В начале XX столетия Дункан уже имела международную известность.

Впервые с концертами в Санкт-Петербург приезжала в 1905 году: выступала триумфально. Матильда Кшесинская прибежала с ней знакомиться. Её представляли великим князьям. Она надерзила генералу Трепову, сказав: «Я люблю полонезы — музыку революции!» Её обольщали, и она обольщалась.

(Есенин тогда ещё жил в Константинове и ловил раков в Оке.)

Потом ещё несколько раз посещала Россию: ей тут понравилось, и её тут смогли оценить.

Она любила мужчин. У неё было много мужчин. По крайней мере по меркам тех времён.

Но своих мужчин она никогда не оставляла — сама признавалась, что была верна любимым до тех пор, пока они были верны ей.

Всякий раз инициатором расставания была не она.

Но она сама выбирала таких мужчин.

До Есенина, при том что он уникален и неповторим, у неё не раз бывали романы — всякий раз с персонажами, в психическом смысле ему подобными: с беззаботными художниками, не имевшими в студии даже кровати; с экзальтированными миллионерами, с прекрасными богемными юношами, со склонными к авантюризму литераторами, даже с Д’Аннунцио.

Другие ей не подходили — либо она им.

Тем же способом, что и Есенина, Айседора ещё до революции пыталась соблазнить великого режиссёра Станиславского: взяла и неожиданно поцеловала его в губы.
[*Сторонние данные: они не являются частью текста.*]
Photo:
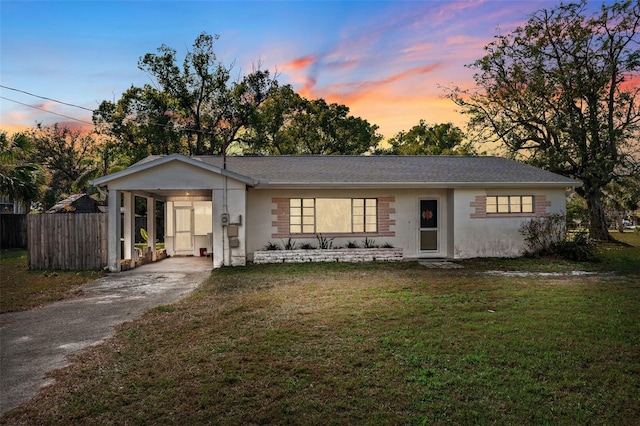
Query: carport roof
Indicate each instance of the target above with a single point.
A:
(397, 171)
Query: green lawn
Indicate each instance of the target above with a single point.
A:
(371, 344)
(22, 289)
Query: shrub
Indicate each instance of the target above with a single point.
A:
(542, 233)
(369, 243)
(547, 236)
(324, 243)
(289, 245)
(580, 249)
(271, 246)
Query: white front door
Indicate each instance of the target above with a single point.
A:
(183, 226)
(429, 233)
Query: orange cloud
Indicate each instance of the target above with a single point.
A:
(300, 63)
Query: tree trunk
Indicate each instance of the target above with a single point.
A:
(598, 229)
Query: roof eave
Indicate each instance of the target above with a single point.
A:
(452, 185)
(138, 167)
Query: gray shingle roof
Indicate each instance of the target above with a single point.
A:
(447, 171)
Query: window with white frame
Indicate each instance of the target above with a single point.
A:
(510, 204)
(333, 215)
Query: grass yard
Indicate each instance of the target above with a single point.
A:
(371, 344)
(22, 289)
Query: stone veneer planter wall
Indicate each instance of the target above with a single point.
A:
(328, 255)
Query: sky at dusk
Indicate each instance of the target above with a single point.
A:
(385, 60)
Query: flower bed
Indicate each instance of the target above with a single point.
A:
(328, 255)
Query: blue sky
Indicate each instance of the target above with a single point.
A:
(383, 59)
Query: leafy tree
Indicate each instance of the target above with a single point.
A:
(560, 93)
(194, 109)
(21, 180)
(288, 124)
(141, 121)
(68, 157)
(427, 139)
(621, 197)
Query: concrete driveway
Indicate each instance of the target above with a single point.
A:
(34, 342)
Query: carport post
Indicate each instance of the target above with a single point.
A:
(129, 227)
(115, 230)
(151, 226)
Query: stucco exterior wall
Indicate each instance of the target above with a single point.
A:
(262, 216)
(497, 235)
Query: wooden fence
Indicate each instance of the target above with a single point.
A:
(67, 241)
(13, 231)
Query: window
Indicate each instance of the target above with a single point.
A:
(510, 204)
(332, 215)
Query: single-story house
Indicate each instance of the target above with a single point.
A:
(429, 206)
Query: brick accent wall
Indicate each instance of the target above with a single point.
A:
(479, 206)
(385, 221)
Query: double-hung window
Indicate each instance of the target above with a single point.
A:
(510, 204)
(332, 215)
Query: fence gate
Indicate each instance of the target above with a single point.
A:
(67, 241)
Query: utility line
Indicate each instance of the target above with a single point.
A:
(204, 132)
(44, 97)
(50, 112)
В ту минуту они были наедине.

Станиславский вернул поцелуй, но тут же, отстранив её, сказал:

— А что мы будем делать с ребёнком?

Айседора удивилась:

— С каким ребёнком?

— С нашим ребёнком, — серьёзно ответил Станиславский. — Я никогда не позволю моему ребёнку расти без отца. А быть с ним в силу того, что я женат, я не смогу.

Айседора захохотала.

Потом предприняла ещё несколько попыток, но Станиславский был неумолим.

В конце концов Айседора рассказала об этом жене Станиславского.

Та, не удивившись, ответила:

— Да. Он очень серьёзно относится к жизни.

Со Станиславским она не угадала — это был не её тип.

Но вообще Айседоре нравились русские.

Она была по-настоящему свободна и готова ко многому. Как эти русские.

Она была доброй, своеобразной, по-артистически несколько склонной к патетике, но очень чувственной и богато одарённой женщиной.